McGill’s African Studies program, developed in 1969, was the first of its kind in North America. However, Abdul-Rahman finds that the university’s current approach to African studies is very limited.
“We promote the notion that we should not speak of Africa as a country and we should move past the single narratives, however we then have courses that are titled Foreign Policy Africa [POLI 352], as if 54 countries share the same foreign policy,” Abdul-Rahman said. “As someone who is of Ghanaian descent it is not only quite difficult to sit through courses that fail to acknowledge our varying experiences and histories, but it is frustrating because ultimately it is the students that suffer.”
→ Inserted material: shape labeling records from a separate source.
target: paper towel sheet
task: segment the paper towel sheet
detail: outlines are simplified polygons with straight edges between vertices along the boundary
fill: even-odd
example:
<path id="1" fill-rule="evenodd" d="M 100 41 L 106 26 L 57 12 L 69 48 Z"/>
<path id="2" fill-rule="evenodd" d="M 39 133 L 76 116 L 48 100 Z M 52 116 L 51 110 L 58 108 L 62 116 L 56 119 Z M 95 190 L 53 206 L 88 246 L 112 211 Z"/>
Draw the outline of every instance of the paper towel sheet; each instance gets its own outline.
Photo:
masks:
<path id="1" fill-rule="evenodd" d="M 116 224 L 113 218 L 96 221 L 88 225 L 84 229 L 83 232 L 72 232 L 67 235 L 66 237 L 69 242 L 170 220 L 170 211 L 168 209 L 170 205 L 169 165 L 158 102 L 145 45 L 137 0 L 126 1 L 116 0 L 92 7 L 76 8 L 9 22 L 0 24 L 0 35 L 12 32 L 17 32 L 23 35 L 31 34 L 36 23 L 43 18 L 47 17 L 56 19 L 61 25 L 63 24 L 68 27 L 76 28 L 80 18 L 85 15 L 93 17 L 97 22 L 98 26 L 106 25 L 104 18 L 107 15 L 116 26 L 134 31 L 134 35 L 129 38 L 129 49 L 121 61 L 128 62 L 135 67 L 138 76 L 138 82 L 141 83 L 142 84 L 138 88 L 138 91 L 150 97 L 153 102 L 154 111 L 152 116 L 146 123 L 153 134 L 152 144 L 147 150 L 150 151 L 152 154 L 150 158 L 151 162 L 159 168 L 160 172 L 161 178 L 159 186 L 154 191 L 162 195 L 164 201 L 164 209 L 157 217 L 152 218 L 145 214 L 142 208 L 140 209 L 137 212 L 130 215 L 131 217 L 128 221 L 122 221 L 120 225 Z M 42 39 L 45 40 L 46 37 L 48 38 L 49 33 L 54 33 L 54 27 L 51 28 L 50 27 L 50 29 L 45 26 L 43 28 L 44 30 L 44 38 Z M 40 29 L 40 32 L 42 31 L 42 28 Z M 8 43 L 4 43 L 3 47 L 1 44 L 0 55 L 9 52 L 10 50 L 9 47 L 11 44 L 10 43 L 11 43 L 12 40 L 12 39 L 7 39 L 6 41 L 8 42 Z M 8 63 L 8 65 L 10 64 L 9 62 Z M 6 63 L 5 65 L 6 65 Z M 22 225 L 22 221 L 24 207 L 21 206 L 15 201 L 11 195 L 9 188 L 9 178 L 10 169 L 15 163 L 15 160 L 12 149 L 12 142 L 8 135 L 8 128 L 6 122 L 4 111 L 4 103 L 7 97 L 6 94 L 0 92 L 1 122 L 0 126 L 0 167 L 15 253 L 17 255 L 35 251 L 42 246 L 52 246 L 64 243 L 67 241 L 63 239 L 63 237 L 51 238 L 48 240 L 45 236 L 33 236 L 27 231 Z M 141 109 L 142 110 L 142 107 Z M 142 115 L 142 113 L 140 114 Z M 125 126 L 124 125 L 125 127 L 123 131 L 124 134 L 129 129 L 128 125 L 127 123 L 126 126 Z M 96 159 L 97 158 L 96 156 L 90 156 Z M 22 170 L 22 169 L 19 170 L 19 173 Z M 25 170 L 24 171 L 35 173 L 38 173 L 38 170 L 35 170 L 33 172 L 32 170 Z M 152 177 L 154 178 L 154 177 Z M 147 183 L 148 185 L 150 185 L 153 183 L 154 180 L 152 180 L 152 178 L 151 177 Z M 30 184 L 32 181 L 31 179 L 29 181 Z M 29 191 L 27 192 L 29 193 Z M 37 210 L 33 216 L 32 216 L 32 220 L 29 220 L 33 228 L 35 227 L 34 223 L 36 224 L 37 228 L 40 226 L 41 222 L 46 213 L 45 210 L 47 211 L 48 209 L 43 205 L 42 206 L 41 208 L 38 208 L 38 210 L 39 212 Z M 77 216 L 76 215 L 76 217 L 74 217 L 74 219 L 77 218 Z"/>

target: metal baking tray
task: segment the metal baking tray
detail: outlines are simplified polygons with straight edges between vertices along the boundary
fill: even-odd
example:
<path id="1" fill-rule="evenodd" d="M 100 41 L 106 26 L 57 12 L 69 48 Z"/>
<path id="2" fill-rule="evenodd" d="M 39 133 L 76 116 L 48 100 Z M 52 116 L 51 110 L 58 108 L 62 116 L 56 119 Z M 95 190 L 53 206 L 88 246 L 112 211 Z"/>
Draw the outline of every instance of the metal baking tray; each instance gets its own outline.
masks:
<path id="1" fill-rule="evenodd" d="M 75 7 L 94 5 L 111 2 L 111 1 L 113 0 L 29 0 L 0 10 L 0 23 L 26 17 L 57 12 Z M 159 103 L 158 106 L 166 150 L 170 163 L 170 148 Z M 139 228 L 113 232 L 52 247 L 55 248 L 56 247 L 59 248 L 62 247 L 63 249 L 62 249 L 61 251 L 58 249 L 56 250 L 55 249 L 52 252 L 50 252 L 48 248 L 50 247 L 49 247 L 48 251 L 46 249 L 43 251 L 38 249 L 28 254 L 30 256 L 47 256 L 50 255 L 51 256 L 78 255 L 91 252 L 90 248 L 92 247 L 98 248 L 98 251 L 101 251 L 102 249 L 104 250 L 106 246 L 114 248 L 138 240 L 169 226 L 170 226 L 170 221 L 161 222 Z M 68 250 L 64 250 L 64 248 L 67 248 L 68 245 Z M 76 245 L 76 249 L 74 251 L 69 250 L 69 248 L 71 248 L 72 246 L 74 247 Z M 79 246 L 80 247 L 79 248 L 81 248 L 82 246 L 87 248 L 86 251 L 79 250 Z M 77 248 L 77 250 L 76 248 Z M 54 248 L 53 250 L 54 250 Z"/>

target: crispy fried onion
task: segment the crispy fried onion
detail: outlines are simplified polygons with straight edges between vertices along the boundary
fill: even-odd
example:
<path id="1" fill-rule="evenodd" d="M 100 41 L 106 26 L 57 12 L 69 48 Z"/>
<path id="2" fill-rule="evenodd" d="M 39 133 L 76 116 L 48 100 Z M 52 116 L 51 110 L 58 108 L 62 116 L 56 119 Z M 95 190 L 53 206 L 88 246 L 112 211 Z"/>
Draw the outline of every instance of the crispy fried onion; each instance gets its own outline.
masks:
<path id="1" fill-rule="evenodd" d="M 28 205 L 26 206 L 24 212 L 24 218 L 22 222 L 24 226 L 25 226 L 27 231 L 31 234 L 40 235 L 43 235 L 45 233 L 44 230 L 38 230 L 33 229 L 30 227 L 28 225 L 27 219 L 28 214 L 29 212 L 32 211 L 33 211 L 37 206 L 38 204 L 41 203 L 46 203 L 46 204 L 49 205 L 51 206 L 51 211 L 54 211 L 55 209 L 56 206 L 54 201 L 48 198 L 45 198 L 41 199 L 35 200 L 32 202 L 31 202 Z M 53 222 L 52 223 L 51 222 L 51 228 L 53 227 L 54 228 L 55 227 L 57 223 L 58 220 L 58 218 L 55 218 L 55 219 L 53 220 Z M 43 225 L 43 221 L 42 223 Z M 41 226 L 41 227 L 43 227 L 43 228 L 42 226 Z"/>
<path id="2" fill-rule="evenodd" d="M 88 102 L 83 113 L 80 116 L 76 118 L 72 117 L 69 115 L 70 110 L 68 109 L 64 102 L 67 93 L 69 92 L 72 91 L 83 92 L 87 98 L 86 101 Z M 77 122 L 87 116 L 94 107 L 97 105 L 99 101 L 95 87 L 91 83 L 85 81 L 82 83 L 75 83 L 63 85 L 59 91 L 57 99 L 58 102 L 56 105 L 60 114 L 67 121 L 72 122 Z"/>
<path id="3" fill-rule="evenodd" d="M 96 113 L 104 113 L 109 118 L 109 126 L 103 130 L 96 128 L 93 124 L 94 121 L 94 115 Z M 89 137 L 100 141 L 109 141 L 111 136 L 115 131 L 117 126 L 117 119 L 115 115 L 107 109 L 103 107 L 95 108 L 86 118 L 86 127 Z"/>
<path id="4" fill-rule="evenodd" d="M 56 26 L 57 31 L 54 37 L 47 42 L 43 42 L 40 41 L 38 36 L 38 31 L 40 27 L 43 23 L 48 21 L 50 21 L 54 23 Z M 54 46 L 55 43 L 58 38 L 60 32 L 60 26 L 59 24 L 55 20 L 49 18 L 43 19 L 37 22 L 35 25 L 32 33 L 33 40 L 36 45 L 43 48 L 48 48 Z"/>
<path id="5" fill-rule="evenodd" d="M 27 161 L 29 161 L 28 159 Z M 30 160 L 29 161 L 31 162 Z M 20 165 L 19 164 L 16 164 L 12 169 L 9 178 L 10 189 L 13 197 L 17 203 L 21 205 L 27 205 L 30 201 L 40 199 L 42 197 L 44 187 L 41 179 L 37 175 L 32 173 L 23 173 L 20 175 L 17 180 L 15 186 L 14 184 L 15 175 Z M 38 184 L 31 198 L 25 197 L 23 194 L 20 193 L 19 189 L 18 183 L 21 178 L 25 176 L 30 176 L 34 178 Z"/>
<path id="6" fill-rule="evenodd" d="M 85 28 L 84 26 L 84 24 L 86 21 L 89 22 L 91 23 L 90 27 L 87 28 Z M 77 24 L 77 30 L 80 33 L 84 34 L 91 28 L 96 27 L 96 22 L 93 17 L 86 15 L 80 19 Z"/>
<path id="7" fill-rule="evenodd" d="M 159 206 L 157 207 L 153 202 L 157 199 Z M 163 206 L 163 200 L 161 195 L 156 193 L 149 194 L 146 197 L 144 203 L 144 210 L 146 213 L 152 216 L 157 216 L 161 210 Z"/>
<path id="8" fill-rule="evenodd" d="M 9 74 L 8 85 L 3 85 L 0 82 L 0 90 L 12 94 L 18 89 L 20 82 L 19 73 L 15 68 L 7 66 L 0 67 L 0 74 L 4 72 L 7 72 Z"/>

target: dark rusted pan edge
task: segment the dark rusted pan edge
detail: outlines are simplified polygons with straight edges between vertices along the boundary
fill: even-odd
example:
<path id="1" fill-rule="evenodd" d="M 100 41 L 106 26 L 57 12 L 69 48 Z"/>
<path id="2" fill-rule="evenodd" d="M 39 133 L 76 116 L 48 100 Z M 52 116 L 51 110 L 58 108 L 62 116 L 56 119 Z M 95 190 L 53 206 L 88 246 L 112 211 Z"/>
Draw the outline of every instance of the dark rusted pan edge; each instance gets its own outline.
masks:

As one of the Arts Senators elected for the 2018-2019 academic year, Abdul-Rahman hopes to be a key player in pushing for the development of Africana Studies at McGill. A large part of her platform involved bringing forward course proposals to the Senate Academic Policy committee (APC).
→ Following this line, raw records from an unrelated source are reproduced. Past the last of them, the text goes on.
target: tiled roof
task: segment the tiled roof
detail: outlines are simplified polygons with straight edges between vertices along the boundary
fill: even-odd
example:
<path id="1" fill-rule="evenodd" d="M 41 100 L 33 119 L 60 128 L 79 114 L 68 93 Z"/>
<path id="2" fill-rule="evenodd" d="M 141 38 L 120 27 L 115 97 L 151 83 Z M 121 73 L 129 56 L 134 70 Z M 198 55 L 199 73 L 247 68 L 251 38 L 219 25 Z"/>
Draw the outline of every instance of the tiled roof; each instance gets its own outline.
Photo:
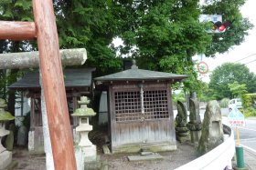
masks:
<path id="1" fill-rule="evenodd" d="M 91 72 L 95 68 L 65 69 L 64 82 L 66 87 L 85 87 L 91 85 Z M 11 89 L 40 88 L 39 73 L 27 73 L 23 78 L 8 86 Z"/>

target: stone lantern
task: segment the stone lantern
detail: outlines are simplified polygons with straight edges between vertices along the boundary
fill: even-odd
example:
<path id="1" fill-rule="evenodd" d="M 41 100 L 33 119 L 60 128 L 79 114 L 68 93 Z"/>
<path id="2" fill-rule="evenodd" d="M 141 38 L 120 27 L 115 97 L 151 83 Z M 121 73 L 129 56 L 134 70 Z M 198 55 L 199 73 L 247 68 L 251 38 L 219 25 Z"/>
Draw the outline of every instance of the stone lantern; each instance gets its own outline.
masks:
<path id="1" fill-rule="evenodd" d="M 5 123 L 15 119 L 9 112 L 5 111 L 6 105 L 5 101 L 0 98 L 0 169 L 5 169 L 12 162 L 12 152 L 7 151 L 1 144 L 2 137 L 10 133 L 5 130 Z"/>
<path id="2" fill-rule="evenodd" d="M 80 107 L 75 110 L 71 115 L 79 117 L 79 125 L 76 127 L 76 132 L 80 135 L 79 146 L 82 147 L 85 162 L 96 161 L 96 146 L 88 138 L 88 133 L 92 130 L 92 125 L 89 124 L 89 118 L 95 115 L 96 113 L 91 108 L 87 107 L 90 100 L 86 96 L 81 96 L 78 103 Z"/>

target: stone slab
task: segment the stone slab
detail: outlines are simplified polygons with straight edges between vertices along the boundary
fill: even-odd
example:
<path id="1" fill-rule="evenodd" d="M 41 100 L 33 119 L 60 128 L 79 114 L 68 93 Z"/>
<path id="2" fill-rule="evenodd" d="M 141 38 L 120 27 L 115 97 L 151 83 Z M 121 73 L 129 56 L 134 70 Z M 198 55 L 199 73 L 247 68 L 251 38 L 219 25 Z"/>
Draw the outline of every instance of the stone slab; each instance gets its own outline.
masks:
<path id="1" fill-rule="evenodd" d="M 163 159 L 164 157 L 157 153 L 146 155 L 129 155 L 129 161 L 148 161 L 148 160 L 158 160 Z"/>
<path id="2" fill-rule="evenodd" d="M 108 146 L 108 145 L 102 145 L 102 149 L 103 149 L 103 153 L 106 154 L 106 155 L 110 155 L 111 154 L 111 151 L 110 151 L 110 148 Z"/>

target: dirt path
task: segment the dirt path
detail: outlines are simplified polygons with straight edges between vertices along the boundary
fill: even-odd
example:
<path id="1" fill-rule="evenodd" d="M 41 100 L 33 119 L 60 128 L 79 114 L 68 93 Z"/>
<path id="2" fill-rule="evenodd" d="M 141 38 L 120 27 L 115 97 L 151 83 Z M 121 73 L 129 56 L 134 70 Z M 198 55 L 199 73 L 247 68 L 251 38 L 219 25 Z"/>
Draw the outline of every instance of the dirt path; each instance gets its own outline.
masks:
<path id="1" fill-rule="evenodd" d="M 177 150 L 159 153 L 164 159 L 154 161 L 129 162 L 127 155 L 138 154 L 103 155 L 100 150 L 101 162 L 108 165 L 109 170 L 172 170 L 197 158 L 194 146 L 177 143 Z M 15 170 L 45 170 L 44 155 L 29 155 L 27 148 L 16 147 L 13 159 L 18 161 Z"/>

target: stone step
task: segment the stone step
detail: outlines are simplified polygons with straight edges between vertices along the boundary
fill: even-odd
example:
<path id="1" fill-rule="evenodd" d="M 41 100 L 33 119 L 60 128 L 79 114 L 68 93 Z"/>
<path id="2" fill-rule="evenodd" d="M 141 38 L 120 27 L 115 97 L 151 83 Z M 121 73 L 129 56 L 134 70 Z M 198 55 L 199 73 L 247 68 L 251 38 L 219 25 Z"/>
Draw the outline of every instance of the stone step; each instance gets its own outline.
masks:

“[I’ll prioritize] gathering data in terms of student interests as well as working with the professors that specialize in this field to curate course proposals and then present them before the Senate APC Subcommittee on Courses and Teaching Programs,” Abdul-Rahman said.
BSN first proposed the idea of developing an Africana Studies program at McGill to the History Department in 1991. After the proposal was rejected in 1993, the Africana Studies Committee organized in 1994 with the goal of promoting understanding of the role played by Africans and peoples of African descent in shaping modern history.
“Our goal is to move forward with the goals set forth by this committee over 25 years ago,” Christelle Tessono, VP political of the BSN, said.
According to Arts Undergraduate Society (AUS) VP Academic Madeline Wilson, the AUS Executive is not currently involved in the development of an Africana Studies program. However, she believes that such a program will be viable and, in general, encourages departmental student associations to advocate for the revision or expansion of academic curricula.
“I think that an expansion of the African Studies program has the potential to greatly impact both the social and academic discourse at McGill surrounding non-Western places and ideas,” Wilson said. “Although I recognize that I myself am not very educated on much non-Western material, I believe that the current narrative around such places as purely developing trivializes their importance and opens the door to exoticization. I believe that an expansion of the African Studies program would be able to contribute to the necessary exposure to amend this discourse.”